I understand your POV. I politely disagree with this being a good way to handle this. If this way is going to stay, it could at least be slightly better by renaming 'react-native' to 'webworker' or adding a second entry as you originally suggested, since it is confusing using 'react-native' bundler for a web application.

ChristianMurphy commented 2 years ago

But fighting webpack, or waiting for their opinion to change on this

Looking through the webpack issue tracker I haven't seen the issue of browser field with webworker having been raised https://github.com/webpack/webpack/issues?q=is%3Aissue+webworker+is%3Aopen :thinking: You should at least give the maintainers webpack a chance to discuss and respond before saying you are "waiting for their opinion to change" much less it being a "fight" :sweat_smile:

until then users must always remember to edit their config manually

Right, I could see this being a recipe at https://unifiedjs.com/learn to help point folks in the right direction

There's a plugin you can use that will edit the webpack config transparently and works without eject though (supposedly). So this is a scenario some users could be in.

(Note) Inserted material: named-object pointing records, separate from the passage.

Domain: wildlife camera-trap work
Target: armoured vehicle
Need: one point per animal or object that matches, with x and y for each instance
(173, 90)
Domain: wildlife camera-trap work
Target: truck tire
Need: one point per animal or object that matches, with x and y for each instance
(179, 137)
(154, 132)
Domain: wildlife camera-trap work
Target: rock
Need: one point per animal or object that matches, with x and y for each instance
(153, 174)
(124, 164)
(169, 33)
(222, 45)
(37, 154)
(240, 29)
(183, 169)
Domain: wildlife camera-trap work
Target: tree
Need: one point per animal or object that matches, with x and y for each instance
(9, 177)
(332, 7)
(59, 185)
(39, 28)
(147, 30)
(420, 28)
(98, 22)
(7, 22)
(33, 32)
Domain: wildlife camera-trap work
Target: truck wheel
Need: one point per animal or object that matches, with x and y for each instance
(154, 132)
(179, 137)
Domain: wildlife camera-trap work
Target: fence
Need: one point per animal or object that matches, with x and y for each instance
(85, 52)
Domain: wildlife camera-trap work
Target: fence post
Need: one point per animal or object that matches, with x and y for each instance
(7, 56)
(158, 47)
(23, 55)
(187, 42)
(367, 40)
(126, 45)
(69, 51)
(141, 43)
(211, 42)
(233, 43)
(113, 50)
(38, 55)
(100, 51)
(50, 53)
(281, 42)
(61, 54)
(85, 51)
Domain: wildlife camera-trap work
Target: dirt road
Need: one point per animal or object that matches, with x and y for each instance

https://github.com/gsoft-inc/craco and https://github.com/jhnns/rewire are two example of this, both can be used to modify the config without ejecting

why I think the webworker use case/story is important

This is a strawman, there's no disagreement that webworkers have value, and there is interest in supporting them. The point being made is that we can support web workers today through configuration, without breaking the broader community (which is what most of the proposed alternatives would do). In addition webpack has the option to make the experience more seemless going forward.

stevemk14ebr commented 2 years ago

I have opened a webpack isssue. For now my situation is solved, excited to see how this use case improves over time. I understand it is a little niche in comparison.

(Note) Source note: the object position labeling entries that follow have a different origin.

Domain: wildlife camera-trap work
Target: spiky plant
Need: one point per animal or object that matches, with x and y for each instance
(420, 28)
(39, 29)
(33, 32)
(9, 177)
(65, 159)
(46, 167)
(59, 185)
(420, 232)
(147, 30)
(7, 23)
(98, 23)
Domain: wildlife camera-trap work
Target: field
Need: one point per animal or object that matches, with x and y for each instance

stevemk14ebr commented 2 years ago

edit: vite / rollup solution:

  resolve: {
      conditions: ['worker']
  }

Which selects to use the worker condition of https://github.com/wooorm/decode-named-character-reference/blob/54b47da2ced6d5c8b8d6b8b7e60baf4d494c23d8/package.json#L36

dan-lee commented 2 years ago

@stevemk14ebr thanks, this works for me on Cloudflare Workers with esbuild as bundler 👍